Tools for Extracting Data and Text from PDFs - A Review

Posted on 19 April 2016 by Rufus Pollock

Extracting data from PDFs remains, unfortunately, a common data wrangling task. This post reviews various tools and services for doing this with a focus on free (and preferably) open source options.

The tools we can consider fall into three categories:

Extracting text from PDF
Extracting tables from PDF
Extracting data (text or otherwise) from PDFs where the content is not text but is images (for example, scans)
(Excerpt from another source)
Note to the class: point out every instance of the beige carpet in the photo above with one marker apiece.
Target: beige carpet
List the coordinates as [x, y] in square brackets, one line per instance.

The last case is really a situation for OCR (optical character recognition) so we’re going to ignore it here. We may do a follow up post on this.

Climate Treaty PDF

The Paris Climate Agreement text was published as PDF. Some of the tools described here – plus the usual blood, sweat and tears – were used turn them back into usable HTML for our Paris COP21 Climate Treaty Texts site

Example PDF

A classic example of an important government report published as PDF only

Generic (PDF to text)

PDFMiner - PDFMiner is a tool for extracting information from PDF documents. Unlike other PDF-related tools, it focuses entirely on getting and analyzing text data. PDFMiner allows one to obtain the exact location of text in a page, as well as other information such as fonts or lines. It includes a PDF converter that can transform PDF files into other text formats (such as HTML). It has an extensible PDF parser that can be used for other purposes than text analysis.
- Pure python
- In our trials PDFMiner has performed excellently and we rate as one of the best tools out there.
pdftohtml - pdftohtml is a utility which converts PDF files into HTML and XML formats. Based on xpdf. One of the better for tables but have found PDFMiner somewhat better for a while. Command-line Linux
pdftoxml - command line utility to convert PDF to XML built on poppler.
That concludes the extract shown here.